You can imagine the comments from conservatives. "If they get more money for more babies, they will just keep having babies." That is the most common racist and sexist refrain. Never mind that no one would have an incentive to have another baby for $100 a month or that several studies demonstrate there is no incentive. Facts don't matter; just prejudices. If you find yourself agreeing with conservatives, follow the above link to the best study completed by the Center on Reproductive Rights and Justice at Berkeley Law (CCRJ). In an extremely well- documented study, the authors lay out the dubious assumptions underlying such prejudices. It is a good read.

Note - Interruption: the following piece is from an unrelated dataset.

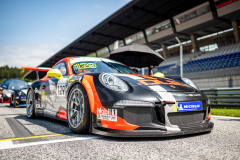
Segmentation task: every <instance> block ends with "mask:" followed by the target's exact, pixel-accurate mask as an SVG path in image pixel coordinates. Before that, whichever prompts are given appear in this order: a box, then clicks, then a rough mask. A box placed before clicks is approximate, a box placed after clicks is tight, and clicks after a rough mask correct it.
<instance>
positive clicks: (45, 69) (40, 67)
mask: <svg viewBox="0 0 240 160" xmlns="http://www.w3.org/2000/svg"><path fill="white" fill-rule="evenodd" d="M50 69H51V68H47V67H22V68H21V72H22V73H23V72H24V71H25V70H29V71H36V74H37V80H38V79H39V74H38V72H39V71H49V70H50Z"/></svg>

The idea, that some people will have babies irresponsibly and therefore must have their reproduction controlled by authorities, can be traced back to the eugenics movement and the push to sterilize poor women at the beginning of the 20th century. Hitler was quoted as saying that Germans needed to study what America was doing in its sterilization program. Sterilization efforts continued way into the 1960s and 1970s. The Southern Poverty Law Center filed a lawsuit in 1974 demonstrating that between 100,000 to 150,000 sterilizations were occurring each year under federally funded programs. PBS' Independent Lens gave a poignant documentary about the impact of sterilizations on girls, some as young as nine. Yes, it is the case that capping the cash benefits when a recipient had another child is a far cry from sterilization. But it comes from the same thinking - that the state must control women's reproduction.

Meanwhile, slowly we are reversing the trend of punishing women for having children by reducing their cash benefits. Where there were 22 states capping cash benefits in the 90s, now there are only 14. We need to make it 0.